Computational Frame Analysis

Correlating
Resonance

Identifying frames of reference in contested policy spaces

A structured methodology for revealing the conceptual configurations that underpin conflicting positions within complex or wicked problems. Apply it to any corpus of policy texts to map what different stakeholders agree on, what divides them, and where common ground exists.

Begin analysis
What it does

From a body of texts to a map of frames

Correlating Resonance takes a corpus of texts expressing different positions on a contested issue and produces a structured account of the frames of reference that make those positions incompatible — and the ground on which they might yet converge.

The methodology combines inductive concept coding, document-term matrix construction, and cluster analysis to reveal three analytically distinct types of concept across the corpus.

Core differentiating
Strongly present within one frame, absent from others. These are the concepts that make positions genuinely incompatible.
Core bridging
Present and important across two or more frames. The common ground on which people who disagree can still collaborate.
Boundary concepts
Frame-neutral or internally inconsistent. These do not clearly belong to any frame and are noted but not interpreted as primary outputs.
The process

Four phases, each building on the last

1
Phase One
Typology Development

Upload 5 randomly selected documents from your corpus. The application extracts candidate concepts through open coding, processes each document in isolation to prevent context accumulation, then consolidates into a unified candidate term list.

  • Upload 5 random corpus documents
  • Sequential isolated concept extraction
  • Consolidation pass across all documents
  • Download candidate term list for review
  • Edit definitions, merge duplicates, add synonyms
2
Phase Two
Saturation Check

Upload your revised typology and a new batch of documents (5–10% of the corpus). Each document is coded against the fixed typology in an isolated session. Any content not captured by existing concepts is flagged for researcher review. Repeat until the typology holds without new concepts emerging.

  • Upload revised typology CSV
  • Upload new document batch
  • Code each document in isolation
  • Review flagged new concept candidates
  • Update typology and repeat if needed
3
Phase Three
Full Corpus Coding

Apply the saturated typology to the full corpus. Documents are processed in configurable batches with automatic checkpoint exports. A hybrid text and vision extraction method handles all PDF types. Outputs are assembled into a Document-Term Matrix.

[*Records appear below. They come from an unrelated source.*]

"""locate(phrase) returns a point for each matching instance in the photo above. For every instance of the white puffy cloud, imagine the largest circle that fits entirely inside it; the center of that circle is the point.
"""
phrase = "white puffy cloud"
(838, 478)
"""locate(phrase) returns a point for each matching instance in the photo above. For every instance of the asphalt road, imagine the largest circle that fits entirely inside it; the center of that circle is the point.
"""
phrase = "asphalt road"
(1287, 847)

  • Upload final typology CSV
  • Upload full corpus (folder or multi-select)
  • Configure batch size and extraction mode
  • Resume from checkpoint if interrupted
  • Export complete DTM for review
4
Phase Four
Cluster Analysis

Upload the reviewed DTM to complete the analysis. Interactive threshold setting with live heatmap, TTM construction, MCA-based cluster analysis with adjustable cluster count, and LLM-assisted frame naming with researcher validation.

  • Set binarisation threshold interactively
  • Build and download sorted TTM
  • Run MCA cluster analysis
  • Compare sorted vs clustered TTM
  • Name and export frames
End-to-end workflow
Phase 1 · Step 1
Initial extraction
5 random documents coded in isolated sessions to generate candidate terms
→ Candidate term list
Phase 1 · Step 2
Researcher review
Merge duplicates, enrich definitions with synonyms, apply scaffolding structure
→ Revised typology CSV
Phase 2 · Iterate
Saturation testing
New document batches tested against fixed typology until no new concepts emerge
→ Saturated typology
Phase 3 · Step 1
Full corpus coding
Every document scored against every concept — one isolated API call per document
→ Raw DTM
Phase 3 · Step 2
Binarisation
Scores converted to binary important / not important using fixed threshold rules
→ Binary DTM
Analysis
Cluster analysis
TTM construction and MCA reveals concept configurations — the frames of reference
→ Frame map
Required outputs
Phase 1–2
Final typology
A flat, non-hierarchical list of concepts with neutral definitions written as coding rules, enriched with synonyms across saturation iterations. Required for full corpus coding and external validation.
Phase 3
Raw Document-Term Matrix
Every document scored against every concept prior to binarisation. The primary data record for repeatability assessment and subsequent identification of representative documents per frame.
Phase 3
Term-Term Matrix and thresholds
Co-occurrence counts across the binarised DTM, together with the threshold values used to produce it. Necessary for replication.
Analysis
Cluster analysis and frame map
Identified clusters with constituent concepts, frame strength measures, concept designations (bridging / differentiating / boundary), and the documents most closely matching each frame.
Analysis
Named frames
Working names proposed by the LLM and validated by the researcher against representative documents. May be revised following that review.